Mice Healthy Status (Timepoint Daily):

Mice are monitored daily with respect to body weight and clinical parameters and as requested per animal welfare conditions.

Histology (Timepoint: End of Experiment):

Tumor, tumor-adjacent tissue and colon are used for H&E staining and IHC. H&E is performed according to standard procedures. Tissues for IHC are deparaffinized and antigens retrieved using citrate buffer. Ki67, cleaved caspase 3 and activated/cleaved MMP-9 will be analyzed.

Flow Cytometry Analysis (Timepoint: End of Experiment):

Spleen, lymph nodes, colon lamina propria, and tumor tissue/cells are used for flow cytometry analysis. Single cell suspensions are prepared, stained and re-stimulated.

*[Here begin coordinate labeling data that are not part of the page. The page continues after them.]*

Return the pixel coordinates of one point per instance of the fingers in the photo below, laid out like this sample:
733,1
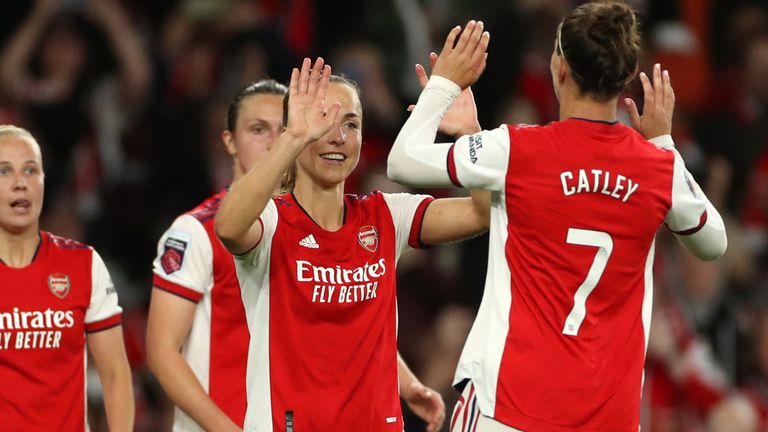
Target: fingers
658,88
432,59
481,48
647,89
314,76
669,92
464,39
304,75
293,87
421,74
451,39
634,115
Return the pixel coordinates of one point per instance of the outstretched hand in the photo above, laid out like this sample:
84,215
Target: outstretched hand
658,105
463,61
308,117
461,117
427,404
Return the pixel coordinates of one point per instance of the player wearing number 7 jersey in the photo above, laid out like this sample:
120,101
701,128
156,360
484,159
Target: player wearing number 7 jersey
560,337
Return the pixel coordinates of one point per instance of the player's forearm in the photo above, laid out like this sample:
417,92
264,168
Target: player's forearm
415,159
118,397
183,388
710,241
248,197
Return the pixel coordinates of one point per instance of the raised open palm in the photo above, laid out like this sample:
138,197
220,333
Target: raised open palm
308,117
461,117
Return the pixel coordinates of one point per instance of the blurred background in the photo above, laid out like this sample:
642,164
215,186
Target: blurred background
128,99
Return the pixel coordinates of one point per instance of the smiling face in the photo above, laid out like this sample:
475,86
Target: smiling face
21,184
258,125
331,159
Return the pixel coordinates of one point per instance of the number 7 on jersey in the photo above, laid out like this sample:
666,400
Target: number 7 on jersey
604,243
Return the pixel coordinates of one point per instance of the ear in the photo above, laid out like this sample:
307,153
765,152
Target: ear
563,69
633,75
229,142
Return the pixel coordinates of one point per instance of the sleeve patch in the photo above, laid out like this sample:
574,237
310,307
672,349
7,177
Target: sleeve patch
172,258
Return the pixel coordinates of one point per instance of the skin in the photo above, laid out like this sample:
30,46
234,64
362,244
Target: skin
258,126
21,201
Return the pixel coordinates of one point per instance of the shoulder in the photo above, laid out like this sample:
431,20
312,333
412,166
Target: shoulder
64,243
208,209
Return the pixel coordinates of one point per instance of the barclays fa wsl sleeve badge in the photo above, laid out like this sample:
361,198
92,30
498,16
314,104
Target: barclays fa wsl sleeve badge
368,238
59,284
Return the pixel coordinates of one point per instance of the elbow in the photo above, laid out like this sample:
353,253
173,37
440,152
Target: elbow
715,251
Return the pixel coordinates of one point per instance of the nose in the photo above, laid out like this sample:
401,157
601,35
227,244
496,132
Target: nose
19,182
337,135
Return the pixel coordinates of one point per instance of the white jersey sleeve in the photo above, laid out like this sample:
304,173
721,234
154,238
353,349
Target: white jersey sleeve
407,212
184,261
691,216
103,311
480,161
268,221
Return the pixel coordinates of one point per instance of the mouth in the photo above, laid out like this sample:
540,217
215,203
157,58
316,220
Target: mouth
21,204
334,157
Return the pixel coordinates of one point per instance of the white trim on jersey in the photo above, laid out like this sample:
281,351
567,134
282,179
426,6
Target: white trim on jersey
402,207
103,294
253,274
698,225
414,159
195,272
480,359
481,160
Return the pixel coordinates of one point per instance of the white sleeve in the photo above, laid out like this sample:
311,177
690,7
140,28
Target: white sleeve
692,217
480,161
415,159
268,221
103,311
184,261
407,212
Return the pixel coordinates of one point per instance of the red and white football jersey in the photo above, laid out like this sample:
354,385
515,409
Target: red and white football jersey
559,341
46,309
192,263
322,312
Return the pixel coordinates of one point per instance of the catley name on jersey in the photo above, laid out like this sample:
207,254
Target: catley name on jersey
41,320
306,272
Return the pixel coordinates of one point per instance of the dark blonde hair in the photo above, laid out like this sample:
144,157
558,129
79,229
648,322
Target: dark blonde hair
601,43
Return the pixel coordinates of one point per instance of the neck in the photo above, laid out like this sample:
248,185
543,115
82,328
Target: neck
17,250
324,204
572,104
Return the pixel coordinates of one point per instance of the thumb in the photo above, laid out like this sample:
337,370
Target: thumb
421,74
634,115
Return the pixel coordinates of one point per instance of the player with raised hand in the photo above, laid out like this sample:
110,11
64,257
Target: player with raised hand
197,336
317,268
559,340
57,300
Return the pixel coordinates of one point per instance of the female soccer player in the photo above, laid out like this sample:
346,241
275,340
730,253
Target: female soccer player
57,298
197,336
559,340
317,268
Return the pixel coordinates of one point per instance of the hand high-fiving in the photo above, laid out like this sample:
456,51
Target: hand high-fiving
308,117
658,105
463,61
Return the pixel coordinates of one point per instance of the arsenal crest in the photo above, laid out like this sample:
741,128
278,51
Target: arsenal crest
58,283
368,238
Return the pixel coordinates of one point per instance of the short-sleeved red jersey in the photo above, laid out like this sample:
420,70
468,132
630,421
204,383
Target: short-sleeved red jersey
192,263
46,309
559,341
322,312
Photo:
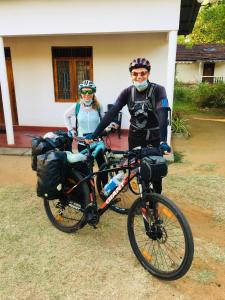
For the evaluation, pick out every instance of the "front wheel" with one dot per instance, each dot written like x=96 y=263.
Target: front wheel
x=64 y=213
x=160 y=237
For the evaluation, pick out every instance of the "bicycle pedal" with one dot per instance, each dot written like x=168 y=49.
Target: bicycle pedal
x=117 y=200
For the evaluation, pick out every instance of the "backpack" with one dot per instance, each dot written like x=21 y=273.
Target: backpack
x=77 y=109
x=51 y=174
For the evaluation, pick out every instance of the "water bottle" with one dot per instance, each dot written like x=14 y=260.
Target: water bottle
x=113 y=183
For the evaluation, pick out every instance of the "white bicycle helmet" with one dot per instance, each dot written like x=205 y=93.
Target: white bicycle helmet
x=87 y=84
x=140 y=63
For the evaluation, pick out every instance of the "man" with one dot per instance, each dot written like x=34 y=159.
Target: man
x=148 y=106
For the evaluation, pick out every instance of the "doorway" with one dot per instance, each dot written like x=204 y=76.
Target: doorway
x=11 y=92
x=208 y=72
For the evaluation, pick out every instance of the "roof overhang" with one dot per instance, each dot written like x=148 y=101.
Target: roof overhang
x=188 y=13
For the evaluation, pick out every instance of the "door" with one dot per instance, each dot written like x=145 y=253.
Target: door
x=208 y=72
x=11 y=92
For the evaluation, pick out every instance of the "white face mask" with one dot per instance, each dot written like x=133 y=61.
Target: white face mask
x=141 y=86
x=87 y=103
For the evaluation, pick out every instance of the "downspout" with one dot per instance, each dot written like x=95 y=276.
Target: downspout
x=5 y=96
x=171 y=61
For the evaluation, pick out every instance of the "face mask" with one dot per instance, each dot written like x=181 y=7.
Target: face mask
x=87 y=103
x=141 y=86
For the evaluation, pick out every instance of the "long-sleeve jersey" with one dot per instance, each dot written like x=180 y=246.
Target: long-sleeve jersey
x=88 y=119
x=152 y=116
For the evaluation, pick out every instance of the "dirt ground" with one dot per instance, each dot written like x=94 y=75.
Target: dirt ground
x=204 y=153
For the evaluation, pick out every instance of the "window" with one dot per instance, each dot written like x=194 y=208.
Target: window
x=71 y=65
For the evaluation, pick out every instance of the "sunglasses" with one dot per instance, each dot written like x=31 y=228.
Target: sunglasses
x=135 y=74
x=85 y=92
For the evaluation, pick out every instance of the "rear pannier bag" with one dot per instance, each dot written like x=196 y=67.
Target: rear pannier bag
x=51 y=174
x=41 y=145
x=153 y=168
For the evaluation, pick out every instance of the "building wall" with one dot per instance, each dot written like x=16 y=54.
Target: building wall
x=33 y=72
x=76 y=16
x=187 y=72
x=220 y=69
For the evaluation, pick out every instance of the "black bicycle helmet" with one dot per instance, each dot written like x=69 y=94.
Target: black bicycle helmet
x=139 y=63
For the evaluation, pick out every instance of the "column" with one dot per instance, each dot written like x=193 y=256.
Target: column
x=171 y=61
x=5 y=96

Real-Time RT-qPCR and Western Blot Analysis or RNAseq (Timepoint: End of Experiment):

Tumor, tumor-adjacent and colon tissue/cells from mice are used for real-time RT-qPCR and/or Western Blot or RNAseq analysis performed according to standard procedures. The following genes/proteins expression are evaluated.

Barrier function: claudin-1, claudin-2, claudin-4, claudin-8, occludin, ZO-1 and MUC-2.

Cytokine and chemokine: pro-inflammatory: TNF-alpha, IFN-gamma, IL-1alpha, IL-1beta, IL-6, IL-8, GRO-alpha, MCP-1 and the ones classified as anti-inflammatory: IFN-alpha, IL-4, IL-10, TGF-beta-1-3.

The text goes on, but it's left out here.